American Beauty

dir. sam mendes
wri. alan ball
st. kevin spacey, annette bening, peter gallagher

Consider cinema a receptacle of general civil unrest and movies like this as tokens that appear on the commercial highway every five years to summarise a half-decade's worth of semi-underground discontent. American Beauty is one of these summations, and its a good one, but that doesn't make it anymore original or insightful. The Great American Dream has taken quite a battering in these last few years, with the suburbs being a favourite target, and American Beauty is the final collection of those grumbles and pokes at that shiny facade. When Annette Bening starts to tear at that empty heart of suburbia, you know that a subversive opinion is now one you can play after the news and not upset the good, grey and respectable. Last night while watching cable I heard that this is Bill Clinton's favourite film of the year. What the fuck?

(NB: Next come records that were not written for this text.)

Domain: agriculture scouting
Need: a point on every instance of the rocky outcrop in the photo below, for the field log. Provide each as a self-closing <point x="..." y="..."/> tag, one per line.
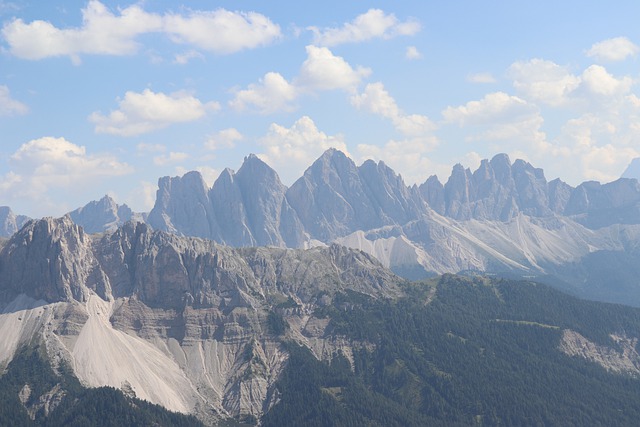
<point x="51" y="260"/>
<point x="10" y="222"/>
<point x="598" y="205"/>
<point x="625" y="359"/>
<point x="103" y="215"/>
<point x="496" y="191"/>
<point x="179" y="321"/>
<point x="335" y="198"/>
<point x="247" y="208"/>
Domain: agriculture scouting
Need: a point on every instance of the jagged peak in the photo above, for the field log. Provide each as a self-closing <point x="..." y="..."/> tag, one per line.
<point x="255" y="165"/>
<point x="501" y="159"/>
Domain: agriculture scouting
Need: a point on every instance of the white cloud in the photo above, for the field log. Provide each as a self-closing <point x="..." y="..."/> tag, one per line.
<point x="543" y="81"/>
<point x="412" y="52"/>
<point x="481" y="78"/>
<point x="9" y="106"/>
<point x="272" y="93"/>
<point x="377" y="100"/>
<point x="595" y="148"/>
<point x="291" y="150"/>
<point x="185" y="57"/>
<point x="600" y="82"/>
<point x="372" y="24"/>
<point x="614" y="49"/>
<point x="495" y="107"/>
<point x="222" y="31"/>
<point x="171" y="157"/>
<point x="226" y="138"/>
<point x="48" y="163"/>
<point x="144" y="148"/>
<point x="102" y="33"/>
<point x="322" y="70"/>
<point x="144" y="112"/>
<point x="105" y="33"/>
<point x="501" y="122"/>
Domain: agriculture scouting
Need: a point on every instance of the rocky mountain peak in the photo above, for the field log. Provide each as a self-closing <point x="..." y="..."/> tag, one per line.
<point x="52" y="260"/>
<point x="182" y="205"/>
<point x="10" y="222"/>
<point x="102" y="215"/>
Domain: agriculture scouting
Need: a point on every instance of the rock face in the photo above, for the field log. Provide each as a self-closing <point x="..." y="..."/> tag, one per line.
<point x="103" y="215"/>
<point x="9" y="222"/>
<point x="247" y="208"/>
<point x="335" y="198"/>
<point x="180" y="321"/>
<point x="597" y="206"/>
<point x="502" y="217"/>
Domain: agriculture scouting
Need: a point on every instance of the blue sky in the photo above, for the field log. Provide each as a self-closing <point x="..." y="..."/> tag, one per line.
<point x="105" y="97"/>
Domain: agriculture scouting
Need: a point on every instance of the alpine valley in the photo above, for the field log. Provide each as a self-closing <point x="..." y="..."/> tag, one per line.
<point x="348" y="298"/>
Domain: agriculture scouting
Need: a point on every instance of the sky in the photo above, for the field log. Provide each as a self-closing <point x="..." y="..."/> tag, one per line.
<point x="105" y="97"/>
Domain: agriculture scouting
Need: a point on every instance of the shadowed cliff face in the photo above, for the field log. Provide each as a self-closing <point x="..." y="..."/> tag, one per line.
<point x="335" y="198"/>
<point x="185" y="322"/>
<point x="54" y="260"/>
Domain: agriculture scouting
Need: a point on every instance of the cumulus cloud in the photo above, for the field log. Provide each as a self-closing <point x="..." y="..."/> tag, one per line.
<point x="500" y="119"/>
<point x="543" y="81"/>
<point x="598" y="81"/>
<point x="169" y="158"/>
<point x="271" y="94"/>
<point x="596" y="147"/>
<point x="8" y="105"/>
<point x="291" y="150"/>
<point x="614" y="49"/>
<point x="222" y="31"/>
<point x="481" y="78"/>
<point x="493" y="108"/>
<point x="184" y="58"/>
<point x="105" y="33"/>
<point x="144" y="112"/>
<point x="377" y="100"/>
<point x="226" y="138"/>
<point x="49" y="163"/>
<point x="101" y="33"/>
<point x="372" y="24"/>
<point x="321" y="71"/>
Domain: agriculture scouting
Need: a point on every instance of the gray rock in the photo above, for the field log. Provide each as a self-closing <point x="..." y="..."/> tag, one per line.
<point x="9" y="222"/>
<point x="103" y="215"/>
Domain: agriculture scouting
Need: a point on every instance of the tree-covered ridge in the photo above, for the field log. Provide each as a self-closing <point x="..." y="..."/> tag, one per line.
<point x="475" y="352"/>
<point x="71" y="405"/>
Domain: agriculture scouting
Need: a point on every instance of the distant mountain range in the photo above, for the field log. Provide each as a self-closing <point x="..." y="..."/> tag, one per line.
<point x="502" y="218"/>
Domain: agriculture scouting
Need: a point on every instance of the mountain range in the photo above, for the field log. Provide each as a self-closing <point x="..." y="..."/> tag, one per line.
<point x="318" y="336"/>
<point x="503" y="218"/>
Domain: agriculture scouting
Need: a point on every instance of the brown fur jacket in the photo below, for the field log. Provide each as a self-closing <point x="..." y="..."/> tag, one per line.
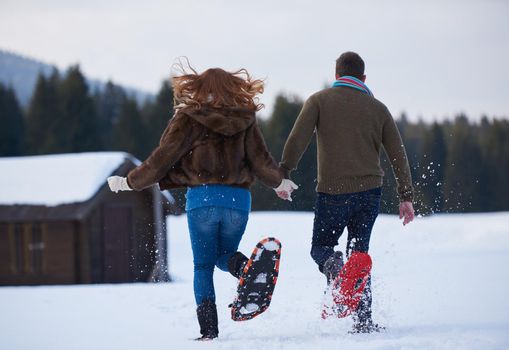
<point x="208" y="146"/>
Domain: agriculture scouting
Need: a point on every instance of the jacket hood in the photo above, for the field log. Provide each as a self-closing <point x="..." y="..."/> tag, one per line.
<point x="225" y="121"/>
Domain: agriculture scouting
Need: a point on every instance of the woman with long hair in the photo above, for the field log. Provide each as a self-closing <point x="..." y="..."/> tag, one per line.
<point x="214" y="147"/>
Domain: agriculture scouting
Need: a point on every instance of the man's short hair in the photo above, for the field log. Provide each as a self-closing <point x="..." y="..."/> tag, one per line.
<point x="350" y="63"/>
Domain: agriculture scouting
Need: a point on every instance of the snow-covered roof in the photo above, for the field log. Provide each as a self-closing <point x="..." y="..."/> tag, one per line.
<point x="56" y="179"/>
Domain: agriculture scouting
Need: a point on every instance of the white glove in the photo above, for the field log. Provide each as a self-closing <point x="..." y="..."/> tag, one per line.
<point x="118" y="183"/>
<point x="285" y="189"/>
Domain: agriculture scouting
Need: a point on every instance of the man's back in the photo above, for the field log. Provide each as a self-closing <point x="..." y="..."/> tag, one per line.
<point x="351" y="127"/>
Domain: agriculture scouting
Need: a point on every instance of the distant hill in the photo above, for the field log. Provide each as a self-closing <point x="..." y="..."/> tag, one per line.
<point x="21" y="73"/>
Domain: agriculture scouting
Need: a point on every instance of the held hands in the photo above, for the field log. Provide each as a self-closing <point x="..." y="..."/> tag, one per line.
<point x="285" y="189"/>
<point x="406" y="212"/>
<point x="118" y="183"/>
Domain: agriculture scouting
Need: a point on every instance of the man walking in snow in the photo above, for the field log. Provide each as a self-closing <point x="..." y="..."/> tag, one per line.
<point x="351" y="127"/>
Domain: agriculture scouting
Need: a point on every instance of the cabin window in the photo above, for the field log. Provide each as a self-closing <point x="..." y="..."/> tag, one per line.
<point x="36" y="248"/>
<point x="28" y="249"/>
<point x="19" y="249"/>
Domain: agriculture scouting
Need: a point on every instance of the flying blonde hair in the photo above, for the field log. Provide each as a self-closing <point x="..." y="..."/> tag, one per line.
<point x="216" y="88"/>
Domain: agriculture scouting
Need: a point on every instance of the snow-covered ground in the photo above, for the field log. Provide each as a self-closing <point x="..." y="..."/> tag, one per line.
<point x="439" y="283"/>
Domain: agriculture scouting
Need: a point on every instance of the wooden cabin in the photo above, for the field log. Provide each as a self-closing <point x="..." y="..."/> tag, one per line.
<point x="60" y="223"/>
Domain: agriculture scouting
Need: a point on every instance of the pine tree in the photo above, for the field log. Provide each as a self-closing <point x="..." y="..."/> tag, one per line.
<point x="11" y="124"/>
<point x="79" y="125"/>
<point x="43" y="114"/>
<point x="108" y="104"/>
<point x="128" y="133"/>
<point x="463" y="177"/>
<point x="495" y="151"/>
<point x="156" y="116"/>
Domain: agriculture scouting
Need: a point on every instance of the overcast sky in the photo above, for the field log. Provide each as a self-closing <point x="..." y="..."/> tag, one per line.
<point x="429" y="58"/>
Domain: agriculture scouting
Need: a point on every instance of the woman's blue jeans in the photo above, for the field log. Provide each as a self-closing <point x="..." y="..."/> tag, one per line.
<point x="215" y="235"/>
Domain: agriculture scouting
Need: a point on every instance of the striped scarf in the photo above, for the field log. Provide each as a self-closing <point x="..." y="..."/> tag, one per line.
<point x="352" y="82"/>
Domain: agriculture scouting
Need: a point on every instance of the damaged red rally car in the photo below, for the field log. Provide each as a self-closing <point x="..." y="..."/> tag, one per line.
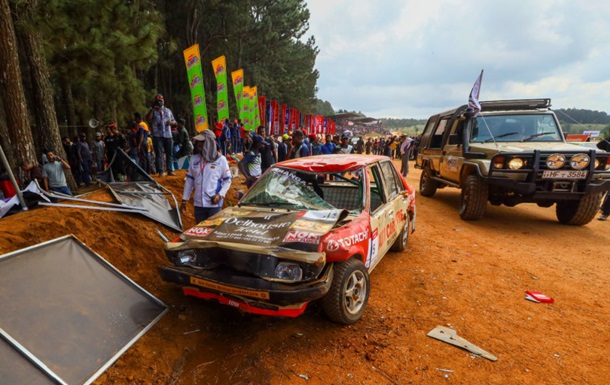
<point x="310" y="228"/>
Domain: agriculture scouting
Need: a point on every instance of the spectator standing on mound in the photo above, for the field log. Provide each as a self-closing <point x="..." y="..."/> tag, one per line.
<point x="162" y="119"/>
<point x="54" y="176"/>
<point x="208" y="175"/>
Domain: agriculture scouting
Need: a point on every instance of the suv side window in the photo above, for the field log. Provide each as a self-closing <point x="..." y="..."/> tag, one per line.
<point x="390" y="180"/>
<point x="437" y="137"/>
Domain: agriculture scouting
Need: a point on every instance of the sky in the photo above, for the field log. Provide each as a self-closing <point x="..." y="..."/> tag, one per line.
<point x="415" y="58"/>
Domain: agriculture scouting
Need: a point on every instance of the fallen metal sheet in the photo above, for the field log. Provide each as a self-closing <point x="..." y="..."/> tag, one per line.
<point x="131" y="185"/>
<point x="450" y="336"/>
<point x="146" y="196"/>
<point x="68" y="313"/>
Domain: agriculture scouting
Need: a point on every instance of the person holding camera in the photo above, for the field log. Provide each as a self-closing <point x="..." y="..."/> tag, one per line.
<point x="53" y="174"/>
<point x="162" y="119"/>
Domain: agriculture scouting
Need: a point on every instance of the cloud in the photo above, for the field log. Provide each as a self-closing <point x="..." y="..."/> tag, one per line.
<point x="414" y="58"/>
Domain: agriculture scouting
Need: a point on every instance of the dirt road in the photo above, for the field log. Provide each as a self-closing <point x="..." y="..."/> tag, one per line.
<point x="470" y="276"/>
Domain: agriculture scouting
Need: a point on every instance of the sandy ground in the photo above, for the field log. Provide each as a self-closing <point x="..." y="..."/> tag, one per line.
<point x="469" y="276"/>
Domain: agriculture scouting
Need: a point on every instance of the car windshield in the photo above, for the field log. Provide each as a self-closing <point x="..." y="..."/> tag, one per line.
<point x="287" y="189"/>
<point x="515" y="128"/>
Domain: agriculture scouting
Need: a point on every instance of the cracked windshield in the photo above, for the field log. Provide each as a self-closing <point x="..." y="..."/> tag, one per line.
<point x="515" y="128"/>
<point x="286" y="189"/>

Once something which supposedly screams to break out of acceptable shackles is reined in by the blandest of the bland Academy Award tosspots you have to wonder what this humble little world is coming to.
"Hey, you heard that one about the crushing blandness of the suburbs?"

"Yeah."

"Wanna go watch another shitty piece of corporate whoring?"

"Cool."

Screenwriter Alan Ball once worked as a writer for the mediocre sitcom Cybill, and you can tell. A great deal of the screenplay revolves on those little character revelations that characterize the last five minutes of all good sitcoms, twists and turns that bear a gooey little moral at their centre. The supposed town slut who turns out to be a emotionally frail virgin. The gay son and macho dad repeat. The breakdown at the dinner table. What sustains the film are the performances, and as usual Kevin Spacey does a great job playing an ordinary man pushed beyond his limits. He's done this before, but he's so funny that I didn't care one bit. He's funny in the big, preview-clip scenes, but he's also intensely funny in the little gestures and conversations that take place after he "sees the light". Suddenly the world has opened up to him and he's taking immediate delight in all the details he'd been previously blind to. Just doing bench presses and listening to Dylan is heaven for him. Everything is a trigger to a new sense of joy. That's why his obsession with his daughter's friend never seems sleazy or morbid, just merely cheerfully perverse. Lester is having so much fun that anything will do for an immediate fix. The not-so obscure object of his desire may be the obvious pert cheerleader type, but he elevates her to such a ridiculous level that sex barely seems part of it. It's primary school all over again once you talk to the person, your daydreams will immediately come tumbling down.

So despite the second-hand feel of a lot of the picture and the impending clichés that await such rudimentary conclusions, I liked the film a lot. It made me happy in a very appealing way, and I understand why a lot of people are raving about the movie and speaking about it in such elevated and/or ebullient tones. It embraces diversity and irresponsibility in a very primary way, and a lot of people right now no doubt need this kind of reassurance. I'm not being patronising when I talk about the movie as if it were an artier version of Prozac or day-time television. I'd rather people were elevated by American Beauty than by any other piece of button-pushing feelgood tripe. It probably even deserves all the Oscars it'll get when that loathsome night comes around.